The Complainants have also satisfied their burden of proving that the Respondent is not commonly known by the Domain Name. The Respondent is Tim Harrington. There is no evidence in the record submitted or even on the website to which the disputed Domain Name resolved when the Complaint was filed, or now, that in any manner demonstrates that the Respondent is commonly known as or is associated with the protected mark MR OLYMPIA. Accordingly, the Respondent does not have a right to the Domain Name pursuant to Paragraph 4(c)(ii). See Systima Ltd. v. Byrne, WIPO Case No. D2001-0300; Advance Magazine Publishers Inc. and Les Publications Condé Nast S.A. v. ChinaVogue.com, WIPO Case No. D2005-0615.

iii. Paragraph 4(c) (iii)

In addition, the Complainants have satisfied its burden of proving that the Respondent is not making a non-commercial or fair use of the disputed Domain Name. By providing links to a third-party site at which products that are not offered for sale by the Complainants are promoted and sold, the Panel can and does infer that the Respondent profited from these sales, either through direct ownership of the items that were up for auction or through referral fees. See Lilly LICOS LLC v. Dan Eccles, WIPO Case No. D2004-0750. Moreover, visitors to <mrolympia.com> would expect such the site to offer goods that were only authorized for sale by the Complainants; thus, the Respondent’s use of the disputed Domain Name is likely to confuse consumers and misleadingly divert them from the Complainants’ websites to that of the Respondent.
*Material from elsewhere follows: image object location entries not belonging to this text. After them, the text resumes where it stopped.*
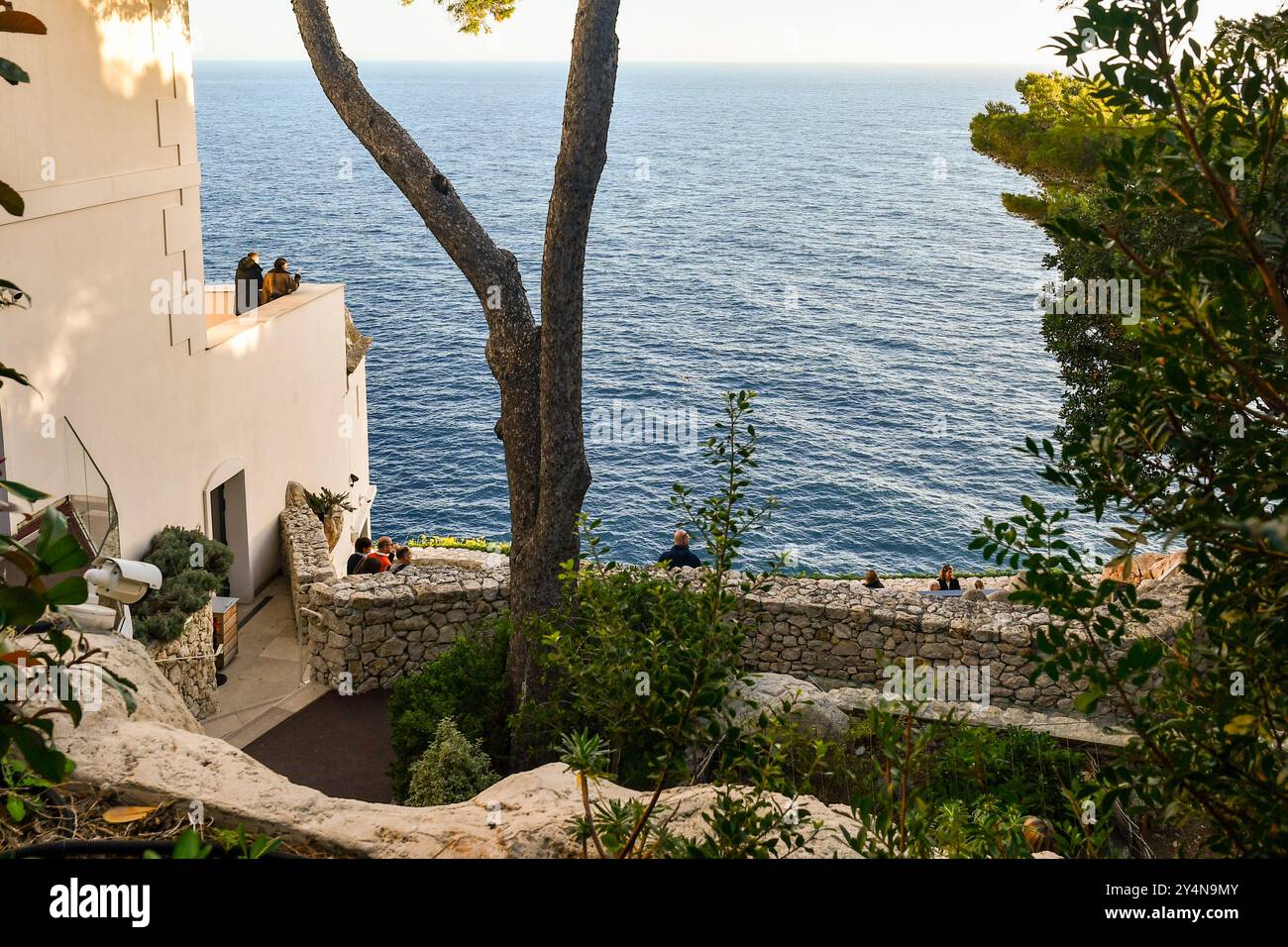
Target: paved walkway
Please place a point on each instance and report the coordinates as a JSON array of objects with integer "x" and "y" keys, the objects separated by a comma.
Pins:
[
  {"x": 266, "y": 680},
  {"x": 336, "y": 745}
]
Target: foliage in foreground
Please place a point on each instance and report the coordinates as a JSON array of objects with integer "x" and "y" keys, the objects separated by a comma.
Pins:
[
  {"x": 465, "y": 684},
  {"x": 192, "y": 570},
  {"x": 451, "y": 771},
  {"x": 648, "y": 664},
  {"x": 1209, "y": 399}
]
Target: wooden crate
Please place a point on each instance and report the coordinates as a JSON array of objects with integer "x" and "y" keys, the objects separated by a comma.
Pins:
[{"x": 226, "y": 630}]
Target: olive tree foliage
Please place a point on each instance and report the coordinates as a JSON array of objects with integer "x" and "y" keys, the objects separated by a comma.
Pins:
[
  {"x": 473, "y": 16},
  {"x": 1206, "y": 402},
  {"x": 537, "y": 368}
]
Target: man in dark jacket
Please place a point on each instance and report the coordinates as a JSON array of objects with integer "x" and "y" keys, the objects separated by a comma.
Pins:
[
  {"x": 279, "y": 281},
  {"x": 250, "y": 282},
  {"x": 679, "y": 554}
]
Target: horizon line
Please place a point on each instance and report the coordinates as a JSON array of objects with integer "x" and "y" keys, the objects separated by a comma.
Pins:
[{"x": 643, "y": 62}]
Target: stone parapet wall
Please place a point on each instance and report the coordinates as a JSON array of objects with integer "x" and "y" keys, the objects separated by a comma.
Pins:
[
  {"x": 305, "y": 556},
  {"x": 381, "y": 628},
  {"x": 188, "y": 664},
  {"x": 833, "y": 631}
]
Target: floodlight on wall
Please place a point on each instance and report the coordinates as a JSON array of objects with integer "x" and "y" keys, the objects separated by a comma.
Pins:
[
  {"x": 17, "y": 22},
  {"x": 124, "y": 582}
]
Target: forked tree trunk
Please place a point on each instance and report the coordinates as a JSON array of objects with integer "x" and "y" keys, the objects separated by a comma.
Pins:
[{"x": 537, "y": 368}]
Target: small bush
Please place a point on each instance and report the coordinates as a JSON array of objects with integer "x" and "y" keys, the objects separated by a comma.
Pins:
[
  {"x": 478, "y": 545},
  {"x": 467, "y": 684},
  {"x": 451, "y": 771},
  {"x": 192, "y": 570}
]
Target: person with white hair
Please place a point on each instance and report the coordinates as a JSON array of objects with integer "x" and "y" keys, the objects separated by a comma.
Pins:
[{"x": 679, "y": 556}]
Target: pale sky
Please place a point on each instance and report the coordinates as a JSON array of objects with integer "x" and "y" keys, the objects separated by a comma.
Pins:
[{"x": 870, "y": 31}]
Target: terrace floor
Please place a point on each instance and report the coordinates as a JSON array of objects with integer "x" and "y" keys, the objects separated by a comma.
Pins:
[{"x": 265, "y": 684}]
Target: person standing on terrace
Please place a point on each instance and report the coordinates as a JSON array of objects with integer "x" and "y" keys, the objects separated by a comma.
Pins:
[
  {"x": 679, "y": 556},
  {"x": 250, "y": 283},
  {"x": 278, "y": 281},
  {"x": 947, "y": 581}
]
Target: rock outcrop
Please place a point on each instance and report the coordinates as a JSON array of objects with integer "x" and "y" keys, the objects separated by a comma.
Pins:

For the all reasons stated above, the Respondent does not have a right or legitimate interest in the disputed Domain Name.

C. Registered and Used in Bad Faith

Similarly, the Complainants have shown that the Respondent registered and used the Domain Names in bad faith. The Respondent has used the Domain Name to attract users to his websites for commercial gain. The Respondent also has created a likelihood of confusion with the Complainants’ marks as to the source, sponsorship, affiliation or endorsement of his website. Such conduct constitutes bad faith under the Policy. See, e.g., Nokia Corp. v. Holmes, WIPO Case No. D2002-0001 (bad faith found where “Respondent, by registering and using the domain name <eworldnokia.com> has created the (incorrect) impression of association with the Nokia Corporation, thereby creating a likelihood of confusion with that trademark.”).


7. Decision

For all the foregoing reasons, in accordance with Paragraphs 4(i) of the Policy and 15 of the Rules, the Panel orders that the Domain Name, <mrolympia.com> be transferred to the Complainants.

Craig Edward Stein
Sole Panelist

Date: January 30, 2006

1 See, eBay Inc. v. SGR Enterprises, WIPO Case No. D2001-0259 (“ eBay claims ownership of several federal registrations for the mark EBAY, including U.S. Registration No. 2,218,732, issued January 19, 1999, and U.S. Registration No. 2,410,023, issued December 20, 2000, as well as numerous pending applications to register this mark in the United States for a variety of goods and services. eBay also claims ownership of numerous other trademark registrations for the EBAY mark, and has applied to register the mark, in many countries throughout the world.”)

2 The Complainants note that Mr. Schwarzenegger utilized his Mr. Olympia championships to build a career as a Hollywood actor and to eventually become the current Governor of California.

3 The letter was delivered to the mailing address maintained by the Respondent in the Registrar Verification and accepted by a “C. Harrington” on September 13, 2005.

4 Given the absence of a Response, the Panel has reviewed the record to ensure that the Center gave Respondent fair notice of the Complaint. See Nicole Kidman v. John Zuccarin, d/b/a Cupcake Party, WIPO Case No. D2000-1415. The Center sent the notification of the Complaint to Respondent by both courier and e-mail to the respective addresses listed in the Registrar Verification. Accordingly, the Panel finds that the Center has discharged its obligation to provide fair notice to Respondent under paragraph 2(a) of the Rules. Moreover, the courier notification was delivered and was accepted by a “C. Harrington.” The e-mail did not bounce back, thus supporting the conclusion that e-mail was actually delivered.

5 The Rules, paragraph 3(a), provide that “any person or entity may initiate a complaint”.